Enfin, il s’arrêta, et, tout habitué que fût le Chacal à ses façons, il ne put s’empêcher, pour la centième fois, de tressaillir en voyant avec quelle exactitude le Mugger prenait l’aspect d’un tronc en dérive arrêté sur la barre de la rivière. Il s’était même donné la peine de choisir l’angle exact qu’un tronc échoué aurait formé avec l’eau, étant donné le courant de la saison, en ce temps et à cette place. Tout cela n’était assurément qu’affaire d’habitude, car le Mugger ne venait de prendre terre que pour son plaisir, mais un crocodile n’est jamais rassasié, et si le Chacal se fût trompé à la ressemblance, il n’eût pas vécu pour philosopher sur ce point.

— Je n’ai rien entendu, mon enfant, dit le Mugger, en fermant un œil. — J’avais de l’eau dans les oreilles, et je mourais de faim. Depuis que le pont du chemin de fer a été construit, mon peuple, dans mon village, a cessé de m’aimer, et cela me brise le cœur.

— Ah ! c’est une honte, dit le Chacal. Un si noble cœur ! Mais tous les hommes se valent à mon avis.

— Non, il existe en vérité de grandes différences, répondit doucement le Mugger. Les uns sont aussi maigres que des gaffes de bateau, les autres aussi gras que de jeunes chac… chiens. Je ne me permettrais jamais de dire du mal de l’homme sans motif. Il y en a de toutes les façons. Mais le nombre des années m’a appris que, l’un dans l’autre, ils sont très bons. Hommes, femmes et enfants… je n’ai aucune faute à leur reprocher. Et rappelle-toi, fils, que celui qui blâme le monde est par le monde blâmé.

— La flatterie ne vaut pas un pot d’étain vide dans le ventre. Mais ce que nous venons d’entendre est pure sagesse, — dit l’Adjudant, en abaissant une patte.

— Considérez cependant leur ingratitude vis-à-vis de cette excellente personne…, commença le Chacal d’un ton attendri.

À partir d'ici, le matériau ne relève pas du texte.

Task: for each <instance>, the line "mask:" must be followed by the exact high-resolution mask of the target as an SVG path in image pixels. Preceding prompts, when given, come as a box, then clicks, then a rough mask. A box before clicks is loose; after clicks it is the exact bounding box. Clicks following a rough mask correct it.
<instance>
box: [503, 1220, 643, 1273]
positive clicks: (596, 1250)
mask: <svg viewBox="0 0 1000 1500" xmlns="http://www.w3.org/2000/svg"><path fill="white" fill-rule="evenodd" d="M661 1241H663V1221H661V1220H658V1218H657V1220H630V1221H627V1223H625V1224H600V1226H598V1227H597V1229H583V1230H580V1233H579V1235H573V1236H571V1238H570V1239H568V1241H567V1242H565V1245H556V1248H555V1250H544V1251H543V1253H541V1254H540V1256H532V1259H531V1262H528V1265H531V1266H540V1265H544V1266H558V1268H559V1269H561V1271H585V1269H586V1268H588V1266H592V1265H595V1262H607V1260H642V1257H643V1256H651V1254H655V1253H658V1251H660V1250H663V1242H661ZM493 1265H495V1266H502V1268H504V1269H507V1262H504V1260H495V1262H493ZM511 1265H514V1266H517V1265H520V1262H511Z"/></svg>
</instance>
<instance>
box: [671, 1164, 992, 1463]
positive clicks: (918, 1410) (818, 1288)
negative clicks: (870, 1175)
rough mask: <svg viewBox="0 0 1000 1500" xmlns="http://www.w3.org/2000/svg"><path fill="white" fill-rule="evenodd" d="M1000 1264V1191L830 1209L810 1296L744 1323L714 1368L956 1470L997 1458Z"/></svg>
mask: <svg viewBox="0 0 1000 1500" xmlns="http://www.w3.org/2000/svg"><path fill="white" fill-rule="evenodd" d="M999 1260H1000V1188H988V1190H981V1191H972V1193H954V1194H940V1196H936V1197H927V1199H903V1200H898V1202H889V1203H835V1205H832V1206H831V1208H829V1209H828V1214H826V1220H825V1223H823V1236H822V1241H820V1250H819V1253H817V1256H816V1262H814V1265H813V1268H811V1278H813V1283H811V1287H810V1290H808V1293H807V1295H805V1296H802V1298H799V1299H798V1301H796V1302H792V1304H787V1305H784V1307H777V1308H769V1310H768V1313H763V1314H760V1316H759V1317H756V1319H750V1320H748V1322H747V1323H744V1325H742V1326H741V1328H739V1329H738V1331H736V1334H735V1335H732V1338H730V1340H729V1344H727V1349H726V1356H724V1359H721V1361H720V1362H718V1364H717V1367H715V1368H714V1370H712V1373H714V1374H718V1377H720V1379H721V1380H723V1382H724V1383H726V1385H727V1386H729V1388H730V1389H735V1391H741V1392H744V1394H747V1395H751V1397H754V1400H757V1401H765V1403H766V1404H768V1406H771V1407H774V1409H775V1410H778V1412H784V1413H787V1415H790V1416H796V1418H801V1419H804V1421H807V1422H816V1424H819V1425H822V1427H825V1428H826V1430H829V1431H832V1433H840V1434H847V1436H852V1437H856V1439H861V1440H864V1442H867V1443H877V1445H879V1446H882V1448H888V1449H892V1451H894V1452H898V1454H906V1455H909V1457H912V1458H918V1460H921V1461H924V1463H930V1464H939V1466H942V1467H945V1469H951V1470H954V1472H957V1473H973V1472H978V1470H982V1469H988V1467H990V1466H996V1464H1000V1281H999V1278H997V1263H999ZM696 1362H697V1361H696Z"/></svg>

— Non, non, ce n’est pas de l’ingratitude, dit le Mugger. Ils ne songent pas à autrui, voilà tout. Mais j’ai remarqué, de mon poste habituel, au-dessous du gué, que les escaliers du nouveau pont sont cruellement durs à grimper, autant pour les vieilles gens que pour les jeunes enfants. Les vieux, il est vrai, ne sont pas aussi dignes de considération, mais je suis affligé — je suis vraiment affligé — en ce qui concerne les petits enfants gras. Néanmoins, je pense que, dans quelque temps, lorsque cette nouveauté de pont sera usée, nous verrons les jambes brunes et nues de mon peuple patauger à travers le gué comme devant. Alors le vieux Mugger sera derechef honoré.

— Mais je suis sûr d’avoir vu des guirlandes de soucis flotter sur les bords du Ghaut cet après-midi même, dit l’Adjudant.

Les guirlandes de soucis sont une marque de vénération par toute l’Inde.

— Erreur… erreur. C’était la femme du marchand de bonbons. Elle perd la vue d’année en année, et ne peut faire la différence entre une solive et moi — le Mugger du Ghaut ! Je me suis aperçu de la méprise lorsqu’elle a jeté la guirlande, car je reposais au pied même du Ghaut, et si elle avait fait un pas de plus, j’aurais pu lui montrer qu’il existait une petite différence. Toutefois, son intention était bonne, et nous devons considérer l’esprit qui dicte l’offrande.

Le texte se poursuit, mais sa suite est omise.